Tous les portraits commencent par présenter les femmes dès leur plus jeune âge. Penelope Bagieu enquête sur les racines de leur destin exceptionnel: comment l’américaine France Glessner Lee, née en 1878, est-elle devenue une miniaturiste du crime dont les maquettes sont encore utilisées aujourd’hui par les criminologues? C’est en se libérant de son mari que cette femme passionnée de miniature et de l’analyse de crime, qui n’a pas pu étudier en sortant de l’école justement parce qu’elle était femme, peut enfin s’écouter et faire ce dont elle rêve depuis toujours : réformer la médecine légale.

Sur une dizaines de pages, les histoires m’ont fait parfois rire à gorge déployée. Les portraits sont ramassés mais efficaces. Issues de pays, de cultures et d’époques différentes, ces femmes ont un point commun: elles n’en font qu’à leur tête.
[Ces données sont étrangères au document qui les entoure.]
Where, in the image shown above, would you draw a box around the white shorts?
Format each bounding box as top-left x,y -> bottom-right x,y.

Avec beaucoup de travail et de sacrifices, souvent contre tous, elles ont surmonté les a priori et les interdits liés au « deuxième sexe ».

Et puis si vous n’avez pas les sous pour partir en vacances, pratique, cette BD vous fera voyager aux quatre coins du monde. Pénélope Bagieu nous emmène par exemple au Moyen Orient à la rencontre de la rappeuse afghane Sonita Alizadeh. Cette jeune fille née en 1996 milite contre le mariage forcé avec ses chansons. Dès seize ans, sa voix défie la charia appliquée dans son pays. Au péril de sa vie, Sonita décide d’écrire et de rapper l’injustice de toutes les jeunes filles afghanes. Sa route croise celle d’une réalisatrice iranienne, les deux femmes réalisent un clip qu’elles postent sur youtube (le voici). Bingo, une association tombe dessus et propose à Sonita d’étudier et de travailler sa musique aux Etats-Unis. Sonita doit mentir à son entourage pour se se faire délivrer un passeport. Aujourd’hui, Sonita continue à rapper dans l’Utah, elle veut aussi étudier le droit et devenir avocate pour le droit des femmes. Quel exemple de courage et d’engagement ! Je précise qu’elle-même était destinée à se marier… à neuf ans…

J’aimerais vous raconter tout ce que j’ai appris dans ces ouvrages, mais je refuse de vous priver du plaisir de lire ces pages, de regarder ces dessins. Grâce à ces BD, Pénélope Bagieu sort des femmes de l’ombre, répare les injustices et affirme haut et fort ses convictions féministes. Ce petit bijou dont la forme sertit brillamment le propos saura (si besoin) vous réconcilier avec la bande dessinée.